Non voleva pensare al fatto che fosse bagnata, che stesse bagnando anche Steve, e avesse forse anche allagato il bagno quando con la grazia di una balenottera azzurra si era spostata ulteriormente per poter continuare a baciare Steve che stava rispondendo ad ogni suo bacio. E a Steve non doveva aver dato alcun fastidio essere ricoperto di acqua e schiuma, visto come l’aveva presa in braccio ancora grondante di acqua calda.

“Mh… Sei così felice di vedermi, Steven?” Gli aveva morso un labbro e aveva adorato il leggero rossore sulle guance dell’uomo. Sperava che questo lato di Steve non sarebbe mai cambiato.

“Ma stai zitta…” Aveva mormorato, imbarazzato, e l’aveva baciata di nuovo. Solo una volta aveva potuto assaporare il desiderio di Steve, ma le era mancato. Era qualcosa che aveva cercato sulle labbra di altre persone, ma non erano Steve. Perché nonostante tutto, nonostante la distanza e la lontananza, i suoi sentimenti per Steve non erano mai cambiati.

Lo aveva abbracciato. Aveva affondato le dita tra i suoi capelli. Aveva stretto le gambe attorno alla sua vita. Steve la sorreggeva senza mai staccarsi dalle sue labbra e lei era incurante della propria nudità, o del fatto che Steve fosse ancora completamente vestito. Ci avrebbe pensato dopo a spogliarlo. Voleva solo godersi le sue labbra sulle proprie, le sue mani sulle propria pelle.

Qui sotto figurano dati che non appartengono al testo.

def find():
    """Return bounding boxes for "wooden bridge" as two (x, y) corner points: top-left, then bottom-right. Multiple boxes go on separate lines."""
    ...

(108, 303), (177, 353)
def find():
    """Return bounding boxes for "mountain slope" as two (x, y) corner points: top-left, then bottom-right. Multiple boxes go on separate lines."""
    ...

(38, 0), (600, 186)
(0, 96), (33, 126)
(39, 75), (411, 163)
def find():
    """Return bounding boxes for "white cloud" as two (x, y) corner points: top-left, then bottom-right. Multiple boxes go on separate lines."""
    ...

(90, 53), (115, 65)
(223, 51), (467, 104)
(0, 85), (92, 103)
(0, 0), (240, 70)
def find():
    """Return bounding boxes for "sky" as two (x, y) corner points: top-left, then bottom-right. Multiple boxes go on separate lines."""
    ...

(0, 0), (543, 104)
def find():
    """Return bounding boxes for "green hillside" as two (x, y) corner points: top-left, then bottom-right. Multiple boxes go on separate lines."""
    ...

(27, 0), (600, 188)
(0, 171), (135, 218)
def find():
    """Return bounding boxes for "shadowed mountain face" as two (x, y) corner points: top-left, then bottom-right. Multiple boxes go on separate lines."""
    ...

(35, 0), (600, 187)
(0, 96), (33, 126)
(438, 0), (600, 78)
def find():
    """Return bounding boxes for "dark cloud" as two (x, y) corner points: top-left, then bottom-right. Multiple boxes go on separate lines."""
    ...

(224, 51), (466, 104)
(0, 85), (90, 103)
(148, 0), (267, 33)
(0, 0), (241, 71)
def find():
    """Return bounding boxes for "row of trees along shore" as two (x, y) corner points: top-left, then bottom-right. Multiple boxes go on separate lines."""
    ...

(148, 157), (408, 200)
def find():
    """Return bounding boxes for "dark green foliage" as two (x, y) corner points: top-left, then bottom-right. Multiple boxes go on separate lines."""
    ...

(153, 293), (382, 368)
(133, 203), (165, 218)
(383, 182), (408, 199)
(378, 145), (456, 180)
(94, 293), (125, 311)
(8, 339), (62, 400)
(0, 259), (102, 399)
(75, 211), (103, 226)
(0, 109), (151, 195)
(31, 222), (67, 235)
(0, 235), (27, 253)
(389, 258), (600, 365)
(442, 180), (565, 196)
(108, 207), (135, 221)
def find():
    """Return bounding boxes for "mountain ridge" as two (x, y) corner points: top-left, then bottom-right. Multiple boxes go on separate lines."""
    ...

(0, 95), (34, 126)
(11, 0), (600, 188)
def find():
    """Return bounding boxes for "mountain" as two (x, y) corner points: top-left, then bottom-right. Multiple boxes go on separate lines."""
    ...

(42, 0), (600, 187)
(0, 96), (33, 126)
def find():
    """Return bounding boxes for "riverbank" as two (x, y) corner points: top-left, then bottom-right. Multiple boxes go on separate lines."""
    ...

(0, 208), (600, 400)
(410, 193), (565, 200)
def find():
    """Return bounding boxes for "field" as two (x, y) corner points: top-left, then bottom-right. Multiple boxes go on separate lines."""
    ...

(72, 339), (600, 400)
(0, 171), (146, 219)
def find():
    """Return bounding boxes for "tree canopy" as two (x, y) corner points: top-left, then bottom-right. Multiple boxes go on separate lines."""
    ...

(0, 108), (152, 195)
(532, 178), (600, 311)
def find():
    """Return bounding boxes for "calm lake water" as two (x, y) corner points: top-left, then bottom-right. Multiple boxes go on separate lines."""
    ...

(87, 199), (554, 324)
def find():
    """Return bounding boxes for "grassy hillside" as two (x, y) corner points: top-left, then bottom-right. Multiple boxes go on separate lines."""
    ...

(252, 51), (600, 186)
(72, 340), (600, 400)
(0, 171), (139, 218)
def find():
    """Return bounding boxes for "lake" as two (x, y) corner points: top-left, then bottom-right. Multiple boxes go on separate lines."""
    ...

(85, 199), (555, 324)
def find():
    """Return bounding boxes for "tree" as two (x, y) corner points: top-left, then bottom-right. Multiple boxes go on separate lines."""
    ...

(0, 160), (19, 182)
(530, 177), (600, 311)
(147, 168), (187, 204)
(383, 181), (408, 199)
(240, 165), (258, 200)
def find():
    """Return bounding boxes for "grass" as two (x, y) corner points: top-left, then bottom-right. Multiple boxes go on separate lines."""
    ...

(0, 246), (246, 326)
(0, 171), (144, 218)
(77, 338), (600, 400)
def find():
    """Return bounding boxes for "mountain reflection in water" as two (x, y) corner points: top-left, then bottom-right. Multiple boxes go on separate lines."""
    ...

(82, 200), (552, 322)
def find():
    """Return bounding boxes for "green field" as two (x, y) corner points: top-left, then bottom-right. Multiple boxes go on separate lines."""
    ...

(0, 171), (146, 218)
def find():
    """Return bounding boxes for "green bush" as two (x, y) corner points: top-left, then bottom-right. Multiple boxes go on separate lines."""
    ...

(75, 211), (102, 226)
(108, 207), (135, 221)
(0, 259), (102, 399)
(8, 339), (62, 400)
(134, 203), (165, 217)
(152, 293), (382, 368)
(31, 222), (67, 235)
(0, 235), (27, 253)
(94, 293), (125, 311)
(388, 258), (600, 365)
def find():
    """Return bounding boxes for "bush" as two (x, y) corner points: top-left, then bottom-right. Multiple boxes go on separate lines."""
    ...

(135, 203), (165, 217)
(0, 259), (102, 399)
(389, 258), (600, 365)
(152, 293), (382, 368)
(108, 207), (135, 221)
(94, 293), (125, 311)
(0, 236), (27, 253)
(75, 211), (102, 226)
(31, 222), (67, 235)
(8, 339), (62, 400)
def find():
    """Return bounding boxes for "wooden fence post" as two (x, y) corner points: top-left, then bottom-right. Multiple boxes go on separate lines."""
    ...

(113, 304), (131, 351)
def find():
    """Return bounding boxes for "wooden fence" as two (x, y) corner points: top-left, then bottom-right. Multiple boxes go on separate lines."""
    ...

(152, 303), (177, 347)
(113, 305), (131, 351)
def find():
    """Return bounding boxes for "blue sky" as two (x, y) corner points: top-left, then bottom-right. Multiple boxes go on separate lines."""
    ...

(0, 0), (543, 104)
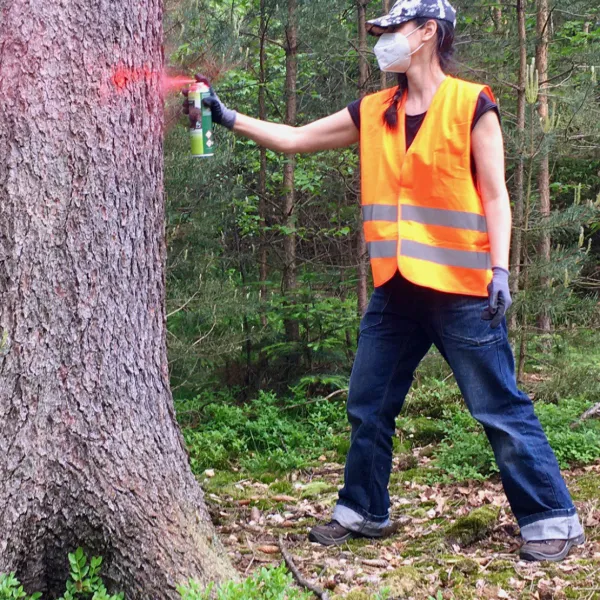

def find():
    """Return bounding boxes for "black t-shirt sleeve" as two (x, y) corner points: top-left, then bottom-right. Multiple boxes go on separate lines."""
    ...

(471, 92), (500, 130)
(348, 98), (362, 131)
(348, 92), (500, 131)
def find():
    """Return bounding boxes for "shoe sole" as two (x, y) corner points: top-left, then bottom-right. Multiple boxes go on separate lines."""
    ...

(308, 531), (362, 546)
(519, 534), (585, 562)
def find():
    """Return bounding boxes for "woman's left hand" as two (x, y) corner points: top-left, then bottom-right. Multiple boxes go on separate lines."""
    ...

(481, 267), (512, 329)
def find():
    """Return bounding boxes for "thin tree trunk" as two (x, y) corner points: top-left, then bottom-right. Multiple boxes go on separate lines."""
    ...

(536, 0), (552, 332)
(380, 0), (390, 90)
(356, 0), (369, 316)
(258, 0), (269, 327)
(283, 0), (300, 342)
(0, 0), (234, 600)
(510, 0), (527, 329)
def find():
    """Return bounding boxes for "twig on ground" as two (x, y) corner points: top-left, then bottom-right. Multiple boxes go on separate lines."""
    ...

(244, 534), (256, 575)
(571, 402), (600, 429)
(283, 390), (348, 410)
(279, 536), (329, 600)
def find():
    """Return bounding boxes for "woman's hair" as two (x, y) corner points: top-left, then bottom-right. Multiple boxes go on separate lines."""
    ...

(383, 17), (454, 129)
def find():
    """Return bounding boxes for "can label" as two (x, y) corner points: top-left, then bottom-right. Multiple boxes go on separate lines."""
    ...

(188, 83), (215, 158)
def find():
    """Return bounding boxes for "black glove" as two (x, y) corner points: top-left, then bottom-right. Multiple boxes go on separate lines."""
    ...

(481, 267), (512, 329)
(181, 75), (237, 129)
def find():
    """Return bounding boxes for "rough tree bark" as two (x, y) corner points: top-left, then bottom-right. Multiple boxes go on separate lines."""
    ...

(258, 0), (269, 327)
(380, 0), (390, 90)
(356, 0), (369, 316)
(535, 0), (552, 332)
(283, 0), (300, 342)
(0, 0), (232, 600)
(510, 0), (527, 330)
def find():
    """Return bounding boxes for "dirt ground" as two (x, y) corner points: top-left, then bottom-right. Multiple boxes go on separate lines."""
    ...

(203, 454), (600, 600)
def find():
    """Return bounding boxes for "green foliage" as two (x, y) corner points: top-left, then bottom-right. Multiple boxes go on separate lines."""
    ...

(59, 548), (125, 600)
(177, 564), (312, 600)
(0, 573), (42, 600)
(435, 398), (600, 481)
(178, 380), (346, 473)
(445, 506), (500, 546)
(0, 548), (125, 600)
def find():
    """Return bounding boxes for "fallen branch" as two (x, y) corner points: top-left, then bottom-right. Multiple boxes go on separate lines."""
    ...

(279, 536), (329, 600)
(283, 390), (348, 410)
(571, 402), (600, 429)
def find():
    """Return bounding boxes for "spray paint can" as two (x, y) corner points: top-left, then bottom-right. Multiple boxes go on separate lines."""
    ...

(188, 83), (215, 158)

Con Steve presente in quel momento, poteva dimenticare tutto quello che la circondava. Poteva fare finta che andasse tutto bene. Poteva abbandonarsi tra le sue braccia e avere la certezza di essere al sicuro, di essere protetta, di essere amata. Steve era tornato per lei. Era abbastanza stupida e innamorata da potergli quasi perdonare quell’ultimo anno e mezzo. Aveva cercato Steve in tutti i partner che aveva avuto in quei mesi, ma non ne aveva trovato neppure una traccia. In nessuno. Neppure una minuscola particella di quello che era Steve Rogers e di come la faceva sentire. Poteva anche non provare nulla per lei, ma riusciva a farla sentire amata anche con un semplice bacio. E questo lo aveva sempre creduto pressoché impossibile.

Steve aveva ricoperto il suo corpo di baci e carezze languide. E lei riusciva soltanto a mormorare il suo nome. Faceva male e la faceva sentire completa. Era come se il suo cuore si stesse spezzando ancora un volta al ricordo di come era finita e si stesse allo tempo risanando sotto le attenzioni che Steve le riservava.

L’aveva stretto con forza. Aveva allacciato le braccia attorno al suo collo, affondando le unghie nella sua pelle. Aveva nascosto il viso contro il suo collo e forse ad un certo punto lo aveva anche morso, mentre una mano di Steve teneva la sua schiena che si inarcava ad ogni spinta.

“Non lasciarmi più…” Aveva sussurrato contro la sua spalla, convinta che Steve non potesse sentirla. Ma doveva averlo fatto, perché aveva girato, baciandola dove riusciva, e aveva risposto alle sue parole.

“Sarò sempre con te, Tasha.”

E lei voleva crederci. Voleva crederci che Steve sarebbe rimasto. Che dopo ogni missione sarebbe tornato da lei. Voleva crederci. Voleva credere di essere abbastanza importante per Steve per farlo sempre tornare da lei. Voleva crederci davvero.